Part of the credit goes to the young lady in my house I have named after my mother. Back when she was a chubby girl, she would tag along when I went to buy newspapers. Once I left the house, I would light up.
‘Daddy, teacher said smoking is bad’. She would always remind me.That would break my heart a hundred times-which inspired me to quit. Now you understand why every time she asks for pizza, I can even borrow money to buy her one.
The other credit goes to many of my friends who, after finding me smoking, would tell me with shock: But you don’t look like a smoker! That scratched my ego-and emboldened my resolve to quitting. Finally, I take some credit-because I never gave up.
To all ye heaven bound Bible thumpers, a smoker won’t quit because you tell him that they will burn in the hottest place in hell. Actually, the Bible doesn’t have a verse to that effect. In addition, a smoker won’t be made to quit by calling him pepo nyeusi till he actually turns black. We need to look beyond the rightness or the wrongness of the act-and meet the smoker in the neutral ground that lays there between.
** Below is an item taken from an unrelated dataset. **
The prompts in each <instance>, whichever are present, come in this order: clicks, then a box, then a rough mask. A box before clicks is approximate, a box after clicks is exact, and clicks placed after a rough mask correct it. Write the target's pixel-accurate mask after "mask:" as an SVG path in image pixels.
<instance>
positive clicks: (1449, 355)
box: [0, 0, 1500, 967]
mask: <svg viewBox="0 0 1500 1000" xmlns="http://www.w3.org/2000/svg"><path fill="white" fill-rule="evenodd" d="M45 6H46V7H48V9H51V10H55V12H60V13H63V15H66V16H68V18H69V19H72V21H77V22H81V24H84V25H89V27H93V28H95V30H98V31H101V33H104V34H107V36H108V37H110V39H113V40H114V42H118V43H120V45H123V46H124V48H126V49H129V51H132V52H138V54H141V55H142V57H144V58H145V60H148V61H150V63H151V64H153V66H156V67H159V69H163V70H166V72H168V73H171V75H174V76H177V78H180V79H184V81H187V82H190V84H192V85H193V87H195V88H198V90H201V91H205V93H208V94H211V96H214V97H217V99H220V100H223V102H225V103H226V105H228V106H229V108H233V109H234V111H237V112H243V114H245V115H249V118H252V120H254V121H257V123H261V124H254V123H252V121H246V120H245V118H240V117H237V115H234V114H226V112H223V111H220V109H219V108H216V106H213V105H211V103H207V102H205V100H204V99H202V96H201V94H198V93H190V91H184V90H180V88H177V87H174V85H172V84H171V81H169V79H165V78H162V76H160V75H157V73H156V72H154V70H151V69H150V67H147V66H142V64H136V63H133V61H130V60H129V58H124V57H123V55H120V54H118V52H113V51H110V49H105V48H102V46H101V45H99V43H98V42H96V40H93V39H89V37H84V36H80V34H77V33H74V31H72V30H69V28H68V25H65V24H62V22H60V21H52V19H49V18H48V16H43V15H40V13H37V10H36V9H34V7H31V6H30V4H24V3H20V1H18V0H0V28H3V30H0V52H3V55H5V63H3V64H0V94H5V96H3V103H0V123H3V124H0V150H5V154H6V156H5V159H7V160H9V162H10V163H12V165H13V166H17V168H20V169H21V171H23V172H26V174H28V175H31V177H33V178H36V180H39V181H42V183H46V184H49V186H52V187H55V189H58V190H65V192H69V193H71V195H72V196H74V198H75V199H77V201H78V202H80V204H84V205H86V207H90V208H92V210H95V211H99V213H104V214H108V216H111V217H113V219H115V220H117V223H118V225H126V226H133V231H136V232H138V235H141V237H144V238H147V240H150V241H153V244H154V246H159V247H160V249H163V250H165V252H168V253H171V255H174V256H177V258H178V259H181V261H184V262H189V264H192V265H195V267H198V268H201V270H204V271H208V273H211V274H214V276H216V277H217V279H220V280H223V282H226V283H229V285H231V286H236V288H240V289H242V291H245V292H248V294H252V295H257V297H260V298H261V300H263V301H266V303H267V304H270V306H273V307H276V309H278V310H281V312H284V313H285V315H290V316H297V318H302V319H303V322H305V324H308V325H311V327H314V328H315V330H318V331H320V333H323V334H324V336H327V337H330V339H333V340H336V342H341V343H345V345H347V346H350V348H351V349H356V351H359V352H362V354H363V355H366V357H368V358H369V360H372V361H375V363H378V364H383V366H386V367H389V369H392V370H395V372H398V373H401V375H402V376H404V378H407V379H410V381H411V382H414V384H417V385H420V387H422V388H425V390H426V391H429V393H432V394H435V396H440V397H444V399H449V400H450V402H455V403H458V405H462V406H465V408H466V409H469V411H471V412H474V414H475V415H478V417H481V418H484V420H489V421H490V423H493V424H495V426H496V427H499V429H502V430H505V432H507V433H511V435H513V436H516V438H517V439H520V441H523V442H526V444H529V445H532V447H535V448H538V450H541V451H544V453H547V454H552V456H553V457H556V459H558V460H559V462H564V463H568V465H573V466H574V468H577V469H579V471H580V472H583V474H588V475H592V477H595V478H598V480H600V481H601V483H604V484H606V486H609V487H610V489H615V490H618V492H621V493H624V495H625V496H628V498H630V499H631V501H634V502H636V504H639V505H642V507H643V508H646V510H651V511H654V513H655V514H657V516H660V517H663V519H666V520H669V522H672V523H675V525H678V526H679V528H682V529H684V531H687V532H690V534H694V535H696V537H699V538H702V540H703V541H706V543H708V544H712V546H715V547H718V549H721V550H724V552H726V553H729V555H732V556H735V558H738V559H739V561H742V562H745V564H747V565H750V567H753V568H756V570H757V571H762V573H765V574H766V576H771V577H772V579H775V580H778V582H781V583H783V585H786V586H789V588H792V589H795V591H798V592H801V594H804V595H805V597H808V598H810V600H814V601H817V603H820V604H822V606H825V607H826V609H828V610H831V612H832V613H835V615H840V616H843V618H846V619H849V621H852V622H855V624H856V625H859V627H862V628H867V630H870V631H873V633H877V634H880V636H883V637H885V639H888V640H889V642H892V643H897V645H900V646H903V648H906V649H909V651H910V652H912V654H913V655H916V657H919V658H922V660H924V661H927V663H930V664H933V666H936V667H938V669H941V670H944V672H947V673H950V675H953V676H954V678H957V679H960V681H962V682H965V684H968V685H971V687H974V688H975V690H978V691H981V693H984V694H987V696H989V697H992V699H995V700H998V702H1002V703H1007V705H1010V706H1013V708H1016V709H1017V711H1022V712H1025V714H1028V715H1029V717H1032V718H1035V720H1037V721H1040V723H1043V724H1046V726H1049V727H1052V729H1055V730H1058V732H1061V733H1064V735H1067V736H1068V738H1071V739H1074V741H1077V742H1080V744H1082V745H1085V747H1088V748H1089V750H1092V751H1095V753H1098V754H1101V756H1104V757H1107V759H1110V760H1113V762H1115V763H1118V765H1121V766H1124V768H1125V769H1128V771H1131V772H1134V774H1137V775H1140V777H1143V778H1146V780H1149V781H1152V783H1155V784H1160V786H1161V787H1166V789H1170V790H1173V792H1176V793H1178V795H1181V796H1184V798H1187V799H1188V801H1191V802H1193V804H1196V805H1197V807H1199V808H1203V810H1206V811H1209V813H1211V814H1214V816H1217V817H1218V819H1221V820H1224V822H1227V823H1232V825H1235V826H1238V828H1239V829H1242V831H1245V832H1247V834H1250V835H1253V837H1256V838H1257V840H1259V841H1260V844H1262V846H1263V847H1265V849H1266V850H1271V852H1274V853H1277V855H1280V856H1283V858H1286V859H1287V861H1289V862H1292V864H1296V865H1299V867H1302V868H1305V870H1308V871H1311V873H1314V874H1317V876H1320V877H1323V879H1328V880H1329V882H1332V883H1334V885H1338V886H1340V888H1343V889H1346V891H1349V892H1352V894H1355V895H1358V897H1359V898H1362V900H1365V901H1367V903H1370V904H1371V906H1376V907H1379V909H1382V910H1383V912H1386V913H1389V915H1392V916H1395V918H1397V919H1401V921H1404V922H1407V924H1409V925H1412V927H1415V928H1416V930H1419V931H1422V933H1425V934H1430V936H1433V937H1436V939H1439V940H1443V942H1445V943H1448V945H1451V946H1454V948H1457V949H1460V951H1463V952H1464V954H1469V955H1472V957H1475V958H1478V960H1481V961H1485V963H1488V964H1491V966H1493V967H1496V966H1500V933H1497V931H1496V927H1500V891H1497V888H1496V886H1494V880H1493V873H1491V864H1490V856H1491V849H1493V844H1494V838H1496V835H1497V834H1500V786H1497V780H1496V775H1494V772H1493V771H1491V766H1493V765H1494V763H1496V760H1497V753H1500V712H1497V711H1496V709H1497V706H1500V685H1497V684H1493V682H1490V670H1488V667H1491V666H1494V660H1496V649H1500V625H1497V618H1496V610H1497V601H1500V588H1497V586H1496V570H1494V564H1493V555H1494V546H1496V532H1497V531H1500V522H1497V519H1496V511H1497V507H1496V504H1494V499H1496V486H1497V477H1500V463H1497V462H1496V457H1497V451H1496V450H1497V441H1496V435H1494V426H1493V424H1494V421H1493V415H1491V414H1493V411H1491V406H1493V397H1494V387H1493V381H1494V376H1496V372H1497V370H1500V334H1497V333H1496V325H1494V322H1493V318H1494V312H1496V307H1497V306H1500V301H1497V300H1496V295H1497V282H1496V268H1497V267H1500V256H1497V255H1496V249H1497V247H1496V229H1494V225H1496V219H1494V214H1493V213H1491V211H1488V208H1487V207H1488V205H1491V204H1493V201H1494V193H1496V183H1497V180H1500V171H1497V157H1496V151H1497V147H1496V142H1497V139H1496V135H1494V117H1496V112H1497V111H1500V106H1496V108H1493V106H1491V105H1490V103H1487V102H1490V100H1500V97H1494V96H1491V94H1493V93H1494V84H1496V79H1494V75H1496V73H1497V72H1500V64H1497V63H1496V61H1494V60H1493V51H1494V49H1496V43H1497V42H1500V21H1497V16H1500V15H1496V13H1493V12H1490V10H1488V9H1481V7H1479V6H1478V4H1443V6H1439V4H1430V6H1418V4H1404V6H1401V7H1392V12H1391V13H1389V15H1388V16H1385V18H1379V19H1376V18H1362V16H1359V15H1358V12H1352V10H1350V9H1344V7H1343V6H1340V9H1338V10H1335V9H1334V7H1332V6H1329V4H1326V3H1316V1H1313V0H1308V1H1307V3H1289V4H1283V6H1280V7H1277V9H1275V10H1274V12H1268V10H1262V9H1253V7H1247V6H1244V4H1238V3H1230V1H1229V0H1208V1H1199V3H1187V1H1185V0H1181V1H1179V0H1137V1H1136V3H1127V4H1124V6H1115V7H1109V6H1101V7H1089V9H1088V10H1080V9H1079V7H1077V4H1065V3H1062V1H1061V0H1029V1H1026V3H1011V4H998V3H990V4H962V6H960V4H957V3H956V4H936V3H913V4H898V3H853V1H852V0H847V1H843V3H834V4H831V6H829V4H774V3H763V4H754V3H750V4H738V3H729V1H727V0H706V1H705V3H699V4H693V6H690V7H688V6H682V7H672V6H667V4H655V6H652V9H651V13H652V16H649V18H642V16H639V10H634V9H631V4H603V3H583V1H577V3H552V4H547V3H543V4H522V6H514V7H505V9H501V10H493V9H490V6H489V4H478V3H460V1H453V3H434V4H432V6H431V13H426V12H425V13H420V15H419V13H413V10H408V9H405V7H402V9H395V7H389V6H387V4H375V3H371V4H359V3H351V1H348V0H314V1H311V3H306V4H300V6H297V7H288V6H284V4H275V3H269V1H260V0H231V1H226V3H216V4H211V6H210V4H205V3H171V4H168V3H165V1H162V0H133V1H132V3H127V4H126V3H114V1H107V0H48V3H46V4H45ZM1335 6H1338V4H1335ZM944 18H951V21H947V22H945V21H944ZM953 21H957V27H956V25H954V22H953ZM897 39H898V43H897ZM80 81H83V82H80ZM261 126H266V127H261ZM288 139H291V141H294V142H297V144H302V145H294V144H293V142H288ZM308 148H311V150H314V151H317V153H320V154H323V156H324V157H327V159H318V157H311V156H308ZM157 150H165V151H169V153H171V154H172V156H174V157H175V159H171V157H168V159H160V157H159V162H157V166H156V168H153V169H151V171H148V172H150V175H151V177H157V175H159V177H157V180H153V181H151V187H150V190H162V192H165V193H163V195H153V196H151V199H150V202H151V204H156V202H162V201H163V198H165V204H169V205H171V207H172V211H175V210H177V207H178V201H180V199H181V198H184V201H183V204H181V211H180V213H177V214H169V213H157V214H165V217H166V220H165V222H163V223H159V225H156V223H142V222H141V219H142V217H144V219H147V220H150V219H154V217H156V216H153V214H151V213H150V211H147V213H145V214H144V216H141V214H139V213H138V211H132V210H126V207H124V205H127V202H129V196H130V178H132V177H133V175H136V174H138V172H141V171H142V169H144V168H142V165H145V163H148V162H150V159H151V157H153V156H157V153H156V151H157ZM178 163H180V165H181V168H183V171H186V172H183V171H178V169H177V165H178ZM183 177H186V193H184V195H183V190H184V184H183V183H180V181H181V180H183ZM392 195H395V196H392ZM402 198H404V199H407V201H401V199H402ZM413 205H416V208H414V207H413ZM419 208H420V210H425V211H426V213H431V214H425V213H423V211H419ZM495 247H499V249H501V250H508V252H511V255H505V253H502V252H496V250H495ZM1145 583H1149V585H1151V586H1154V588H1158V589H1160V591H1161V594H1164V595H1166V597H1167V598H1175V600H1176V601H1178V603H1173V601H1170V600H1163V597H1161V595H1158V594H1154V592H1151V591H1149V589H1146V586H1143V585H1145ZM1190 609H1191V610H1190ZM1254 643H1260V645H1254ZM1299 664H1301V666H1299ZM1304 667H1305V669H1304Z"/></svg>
The war against smoking won’t be won by warning smokers that smoking causes impotence. Who wants babies nowadays anyway? I suspect it’s even a lie- I know several smokers with broods that can start a modest kindergarten. It won’t be worn by deriding cigarettes as sticks with fire in one end and a fool on the other. What works is making the smoker realize that he has the power to quit within himself.
In my instance, what worked was the appeal to my sense of being. The appeal to the ego.
Next time when you meet a smoker, don’t remind him what it’s doing to his lungs. Or that he might be shooting blanks soon. He knows all that very well-it’s written in bold on cigarette packs. With every rebuke, you sow hatred in a person who already hates himself to the level of filling his lungs with tar. Hate begets hate.
But I am not saying that smokers shouldn’t be reminded that smoking is bad. They should be-and should not take it personal. Whenever one beats a rug across a rock to clean it, the blows aren’t against the rug, but the dirt in the rug.
Appeal to the person’s sense of wellbeing. Tell him that he looks bad when he smokes. Tell him that it’s messing up his laughter lines. If it’s a lady, tell her that it masks her expensive perfume. Somehow, it might work.
Every smoker is prisoner with a key to the prison door in his hands. Thus he needs to be made aware that he carries inside himself the power to stop what he started. It’s only him who can free himself. The journey to quitting is his or hers alone. Others may walk it with him, but no one can walk it for them. Not the pastor, not a friend, not a spouse.
Do I regret having wasted my lungs with smoke and ashes for some years? No I don’t. Instead I celebrate that I triumphed over a great obstactle.With a little help from my daughter and friends. Such triumphs tell us that we are stronger then we seem.
The experience has also made me suspicious of what I want-because it might turn out to be an addiction. This applies to money, to food, to everything.